Der den Zwangsarbeitskräften vorenthaltene Geldbetrag summiert sich somit auf 1417,32 RM pro Jahr, davon zwei Drittel (942,36 RM) aus Unterzahlung an Bruttolohn und ein Drittel (474,96 RM) aus Überzahlung an Steuern und Abgaben. Das waren in fünf Arbeitsjahren 7.086,60 KM pro Kopf, d.h. insgesamt während des Krieges 168,188 Millionen RM. Davon hat Daimler-Benz zwei Drittel eingesteckt, ein Drittel ist in den Taschen der Versicherungskonzerne und in der Staatskasse gelandet.

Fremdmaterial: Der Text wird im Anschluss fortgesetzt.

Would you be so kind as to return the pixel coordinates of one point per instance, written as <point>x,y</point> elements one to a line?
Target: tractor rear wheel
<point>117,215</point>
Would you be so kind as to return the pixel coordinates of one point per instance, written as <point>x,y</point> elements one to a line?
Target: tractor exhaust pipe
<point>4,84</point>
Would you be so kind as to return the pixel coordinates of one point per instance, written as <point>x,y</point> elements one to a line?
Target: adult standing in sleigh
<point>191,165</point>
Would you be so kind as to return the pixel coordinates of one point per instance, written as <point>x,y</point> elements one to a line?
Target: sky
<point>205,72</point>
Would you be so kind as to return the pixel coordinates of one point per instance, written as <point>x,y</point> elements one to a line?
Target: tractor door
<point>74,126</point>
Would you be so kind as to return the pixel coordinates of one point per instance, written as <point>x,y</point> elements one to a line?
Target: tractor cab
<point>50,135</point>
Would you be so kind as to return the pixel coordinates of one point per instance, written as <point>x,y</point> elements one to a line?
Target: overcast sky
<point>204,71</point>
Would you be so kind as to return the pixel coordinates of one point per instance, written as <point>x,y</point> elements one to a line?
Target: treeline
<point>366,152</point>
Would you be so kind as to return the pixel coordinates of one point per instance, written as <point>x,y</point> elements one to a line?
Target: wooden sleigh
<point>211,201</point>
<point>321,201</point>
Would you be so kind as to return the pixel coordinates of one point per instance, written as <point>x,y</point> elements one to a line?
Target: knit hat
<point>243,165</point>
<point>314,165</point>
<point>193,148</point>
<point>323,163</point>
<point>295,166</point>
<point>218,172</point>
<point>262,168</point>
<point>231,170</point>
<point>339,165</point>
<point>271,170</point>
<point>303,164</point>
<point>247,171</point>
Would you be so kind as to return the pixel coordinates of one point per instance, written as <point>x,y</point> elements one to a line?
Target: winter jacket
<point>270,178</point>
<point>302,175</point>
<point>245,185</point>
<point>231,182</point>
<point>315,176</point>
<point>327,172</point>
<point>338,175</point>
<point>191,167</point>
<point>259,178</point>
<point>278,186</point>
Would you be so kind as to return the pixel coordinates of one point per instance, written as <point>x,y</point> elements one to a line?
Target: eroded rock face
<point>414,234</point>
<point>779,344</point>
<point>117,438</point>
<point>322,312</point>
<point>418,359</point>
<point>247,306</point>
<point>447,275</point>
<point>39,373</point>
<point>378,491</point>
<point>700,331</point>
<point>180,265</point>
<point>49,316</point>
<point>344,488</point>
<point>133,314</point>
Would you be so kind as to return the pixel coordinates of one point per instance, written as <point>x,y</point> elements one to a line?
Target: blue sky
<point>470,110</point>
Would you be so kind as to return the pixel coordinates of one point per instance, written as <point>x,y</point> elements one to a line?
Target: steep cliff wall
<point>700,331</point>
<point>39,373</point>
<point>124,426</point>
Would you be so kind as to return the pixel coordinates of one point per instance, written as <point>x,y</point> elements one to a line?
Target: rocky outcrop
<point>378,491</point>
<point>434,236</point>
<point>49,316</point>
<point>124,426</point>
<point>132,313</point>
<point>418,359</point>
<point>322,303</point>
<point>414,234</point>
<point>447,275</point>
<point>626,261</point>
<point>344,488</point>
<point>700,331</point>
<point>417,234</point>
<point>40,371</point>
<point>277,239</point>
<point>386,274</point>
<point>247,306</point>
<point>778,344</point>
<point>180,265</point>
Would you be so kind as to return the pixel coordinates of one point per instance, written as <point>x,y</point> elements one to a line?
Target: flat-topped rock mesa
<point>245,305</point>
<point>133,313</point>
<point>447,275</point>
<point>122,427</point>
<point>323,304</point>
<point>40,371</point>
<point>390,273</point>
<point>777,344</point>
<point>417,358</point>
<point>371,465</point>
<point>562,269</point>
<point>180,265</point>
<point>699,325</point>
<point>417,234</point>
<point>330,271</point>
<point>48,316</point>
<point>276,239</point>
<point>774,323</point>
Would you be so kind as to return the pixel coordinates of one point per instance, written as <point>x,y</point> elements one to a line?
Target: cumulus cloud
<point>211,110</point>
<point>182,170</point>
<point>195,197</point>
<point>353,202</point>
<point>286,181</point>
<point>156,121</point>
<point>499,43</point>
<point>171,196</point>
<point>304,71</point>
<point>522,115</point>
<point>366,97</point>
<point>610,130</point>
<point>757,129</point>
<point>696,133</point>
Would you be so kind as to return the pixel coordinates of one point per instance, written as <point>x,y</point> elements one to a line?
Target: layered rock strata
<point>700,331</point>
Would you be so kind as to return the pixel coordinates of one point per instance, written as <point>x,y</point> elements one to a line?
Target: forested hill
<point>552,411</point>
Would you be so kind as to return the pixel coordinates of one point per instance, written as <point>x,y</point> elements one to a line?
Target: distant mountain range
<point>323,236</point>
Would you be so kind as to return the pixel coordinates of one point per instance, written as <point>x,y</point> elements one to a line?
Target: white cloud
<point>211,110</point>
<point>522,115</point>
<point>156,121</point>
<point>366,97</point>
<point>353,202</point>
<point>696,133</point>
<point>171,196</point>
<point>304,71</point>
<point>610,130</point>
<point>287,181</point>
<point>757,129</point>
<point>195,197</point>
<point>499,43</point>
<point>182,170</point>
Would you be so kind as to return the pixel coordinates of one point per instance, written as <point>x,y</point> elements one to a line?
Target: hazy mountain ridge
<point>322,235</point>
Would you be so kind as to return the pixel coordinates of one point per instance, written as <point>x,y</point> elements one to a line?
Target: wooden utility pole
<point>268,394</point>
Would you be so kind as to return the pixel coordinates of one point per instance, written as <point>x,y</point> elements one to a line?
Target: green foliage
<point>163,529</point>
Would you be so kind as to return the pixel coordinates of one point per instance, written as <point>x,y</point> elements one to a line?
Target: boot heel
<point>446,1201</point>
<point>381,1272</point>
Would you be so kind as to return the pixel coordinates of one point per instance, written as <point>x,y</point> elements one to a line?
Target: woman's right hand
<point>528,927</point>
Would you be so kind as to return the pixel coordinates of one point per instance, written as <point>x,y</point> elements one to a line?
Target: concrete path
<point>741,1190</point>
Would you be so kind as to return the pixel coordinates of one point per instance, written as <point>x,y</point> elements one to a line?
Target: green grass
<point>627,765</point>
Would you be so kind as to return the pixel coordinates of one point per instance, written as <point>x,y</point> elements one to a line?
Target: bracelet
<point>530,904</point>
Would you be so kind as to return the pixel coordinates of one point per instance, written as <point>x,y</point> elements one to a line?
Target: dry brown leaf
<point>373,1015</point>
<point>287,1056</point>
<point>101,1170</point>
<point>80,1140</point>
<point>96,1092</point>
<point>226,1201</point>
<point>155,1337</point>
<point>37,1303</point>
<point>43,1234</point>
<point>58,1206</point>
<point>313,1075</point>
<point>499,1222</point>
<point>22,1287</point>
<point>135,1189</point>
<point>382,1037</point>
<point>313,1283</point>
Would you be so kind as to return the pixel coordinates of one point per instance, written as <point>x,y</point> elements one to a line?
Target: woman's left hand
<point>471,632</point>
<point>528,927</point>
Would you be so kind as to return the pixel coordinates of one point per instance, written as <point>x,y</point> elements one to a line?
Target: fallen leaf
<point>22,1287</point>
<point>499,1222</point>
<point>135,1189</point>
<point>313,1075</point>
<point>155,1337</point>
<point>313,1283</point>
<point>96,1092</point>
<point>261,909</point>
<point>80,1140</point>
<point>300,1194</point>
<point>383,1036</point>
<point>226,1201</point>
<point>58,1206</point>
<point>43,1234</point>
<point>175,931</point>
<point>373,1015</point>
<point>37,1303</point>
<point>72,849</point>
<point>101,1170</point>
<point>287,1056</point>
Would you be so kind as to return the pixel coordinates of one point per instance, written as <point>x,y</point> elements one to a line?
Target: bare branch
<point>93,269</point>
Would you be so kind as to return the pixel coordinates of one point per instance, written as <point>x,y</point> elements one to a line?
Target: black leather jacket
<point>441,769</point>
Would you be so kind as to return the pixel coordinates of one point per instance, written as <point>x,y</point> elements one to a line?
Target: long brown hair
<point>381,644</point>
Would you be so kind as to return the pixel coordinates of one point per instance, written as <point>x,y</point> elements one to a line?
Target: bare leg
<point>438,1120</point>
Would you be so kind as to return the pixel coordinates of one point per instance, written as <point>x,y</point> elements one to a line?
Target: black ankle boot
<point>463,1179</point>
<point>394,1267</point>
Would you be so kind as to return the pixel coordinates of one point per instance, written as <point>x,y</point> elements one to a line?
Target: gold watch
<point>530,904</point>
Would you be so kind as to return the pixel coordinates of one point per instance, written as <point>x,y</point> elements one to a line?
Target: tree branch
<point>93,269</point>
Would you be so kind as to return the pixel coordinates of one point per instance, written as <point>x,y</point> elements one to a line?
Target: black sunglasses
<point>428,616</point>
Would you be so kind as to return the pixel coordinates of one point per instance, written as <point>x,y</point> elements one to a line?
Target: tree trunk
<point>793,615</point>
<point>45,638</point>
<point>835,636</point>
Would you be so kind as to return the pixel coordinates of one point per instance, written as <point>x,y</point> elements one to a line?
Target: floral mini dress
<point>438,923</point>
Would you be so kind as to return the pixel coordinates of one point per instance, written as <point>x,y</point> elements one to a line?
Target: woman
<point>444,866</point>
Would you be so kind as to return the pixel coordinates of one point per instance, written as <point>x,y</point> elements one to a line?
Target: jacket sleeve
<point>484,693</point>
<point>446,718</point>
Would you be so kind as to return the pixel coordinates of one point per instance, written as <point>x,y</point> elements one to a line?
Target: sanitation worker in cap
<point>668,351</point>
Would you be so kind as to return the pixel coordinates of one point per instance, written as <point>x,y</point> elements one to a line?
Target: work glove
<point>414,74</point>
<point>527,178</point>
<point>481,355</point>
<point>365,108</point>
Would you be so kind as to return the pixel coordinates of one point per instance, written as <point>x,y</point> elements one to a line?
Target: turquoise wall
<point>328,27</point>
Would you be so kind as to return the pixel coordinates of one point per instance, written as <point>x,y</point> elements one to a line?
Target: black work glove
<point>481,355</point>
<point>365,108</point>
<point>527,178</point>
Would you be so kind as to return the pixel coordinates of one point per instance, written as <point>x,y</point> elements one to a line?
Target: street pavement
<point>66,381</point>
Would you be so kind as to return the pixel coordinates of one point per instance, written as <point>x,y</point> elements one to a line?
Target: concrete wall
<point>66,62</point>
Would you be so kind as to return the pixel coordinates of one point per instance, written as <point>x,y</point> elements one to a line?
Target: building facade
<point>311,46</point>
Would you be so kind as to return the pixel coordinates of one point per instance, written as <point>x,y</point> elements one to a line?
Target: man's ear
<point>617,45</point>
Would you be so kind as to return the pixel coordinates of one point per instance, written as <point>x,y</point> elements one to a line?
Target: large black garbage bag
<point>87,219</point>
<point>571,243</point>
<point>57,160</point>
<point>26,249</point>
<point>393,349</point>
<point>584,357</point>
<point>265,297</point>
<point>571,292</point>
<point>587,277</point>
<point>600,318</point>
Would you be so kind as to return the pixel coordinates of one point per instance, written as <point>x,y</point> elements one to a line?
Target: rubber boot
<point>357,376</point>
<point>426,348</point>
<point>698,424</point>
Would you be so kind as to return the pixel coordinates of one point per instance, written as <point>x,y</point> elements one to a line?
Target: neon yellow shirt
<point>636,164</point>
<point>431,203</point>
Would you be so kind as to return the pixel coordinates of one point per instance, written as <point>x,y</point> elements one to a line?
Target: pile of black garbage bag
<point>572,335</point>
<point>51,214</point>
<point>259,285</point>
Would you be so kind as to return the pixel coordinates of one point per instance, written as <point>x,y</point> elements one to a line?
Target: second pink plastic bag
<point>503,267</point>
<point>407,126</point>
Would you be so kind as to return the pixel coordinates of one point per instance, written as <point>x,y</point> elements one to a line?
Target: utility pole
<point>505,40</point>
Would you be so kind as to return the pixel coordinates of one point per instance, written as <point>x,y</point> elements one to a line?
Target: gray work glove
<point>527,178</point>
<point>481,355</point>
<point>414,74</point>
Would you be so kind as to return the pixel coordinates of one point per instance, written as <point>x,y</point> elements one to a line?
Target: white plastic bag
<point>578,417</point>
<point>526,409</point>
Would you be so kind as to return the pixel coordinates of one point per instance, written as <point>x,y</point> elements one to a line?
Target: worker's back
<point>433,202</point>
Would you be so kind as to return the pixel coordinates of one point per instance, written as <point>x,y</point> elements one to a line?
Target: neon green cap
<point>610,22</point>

Aber die wenigsten unter den Zwangsarbeitskräften haben fünf Jahre in deutschen Wirtschaftsunternehmen gearbeitet. Viele sind vor Ende des Krieges umgekommen oder umgebracht worden, andere sind erst in späteren Kriegsjahren nach Deutschland verschleppt worden. In der Tat haben die etwa 15 Millionen Zwangsarbeitskräfte insgesamt 21,4 Millionen Jahre gearbeitet, im Durchschnitt also knapp anderthalb Jahre pro Kopf.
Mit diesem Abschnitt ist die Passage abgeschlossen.